Man glaubt es kaum, doch es gibt auch noch positive Entwicklungen. So vermeldete die «NZZ am Sonntag» kürzlich, dass in der Schweiz dank gewachsenen Gesundheitsbewusstseins immer weniger Alkohol getrunken werde – ja, man steuere gar schnurstracks «auf die grosse Trockenheit» zu, so das Blatt. Bei dem Trend handelt es sich allerdings nicht um eine nationale Ausnahmeerscheinung, sondern um ein länderübergreifendes Phänomen, befeuert auch durch Aktionen wie den «Dry January», bei dem es darum geht, nach den feuchtfröhlichen Dezemberwochen zumindest zu Jahresbeginn nüchtern zu bleiben.
Die Kampagne wurde vor etwas mehr als zehn Jahren in Grossbritannien initiiert, längst aber gibt es internationale Ableger, was mitunter kuriose Blüten treibt. So organisierte das Blaue Kreuz Schweiz jüngst in Aarau einen «Dry Pub Crawl», also eine Beizentour, bei der auf Alkohol verzichtet wurde. Das mag zunächst ähnlich sinnvoll klingen wie das Vorhaben, einen Waldlauf im Sitzen zu absolvieren, die Suchthilfeorganisation verfolgte damit aber das aller Ehren werte Ziel, nachzuweisen, dass man auch ohne Rausch eine schöne Zeit mit seinen Mitmenschen haben kann. Und siehe da: Dank «Kennenlernspielen», «guter Musik» und einem «per Velo angetriebenen Drinkmixer» kam tatsächlich «ausgelassene Stimmung unter den Teilnehmenden» auf, zumindest laut SRF, das über den Anlass berichtete.
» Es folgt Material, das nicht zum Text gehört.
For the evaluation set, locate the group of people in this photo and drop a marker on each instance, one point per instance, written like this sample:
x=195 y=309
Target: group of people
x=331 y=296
Misanthropisch gestimmte Naturen werden das allerdings für ähnlich wahrscheinlich halten wie die Möglichkeit, dass der Bestsellerautor Bas Kast («Warum ich keinen Alkohol mehr trinke»), der in einem Interview angekündigt hatte, auf 2025 mit einem «leckeren Glas Mineralwasser» anstossen zu wollen, bei der Realisierung dieses Plans allzu viel Spass gehabt haben wird. «Dummheit frisst, Intelligenz säuft», behaupteten bierselige Schlaumeier früher, obwohl das natürlich Quatsch ist. Jetzt, wo man endlich Abstinenz wertzuschätzen weiss, bleibt für die Zukunft nur noch, sich selbst nichts mehr vorzumachen.
Ob trocken oder feucht: Wo das Stichwort «Pub Crawl» fällt, gilt es, schleunigst davonzukriechen.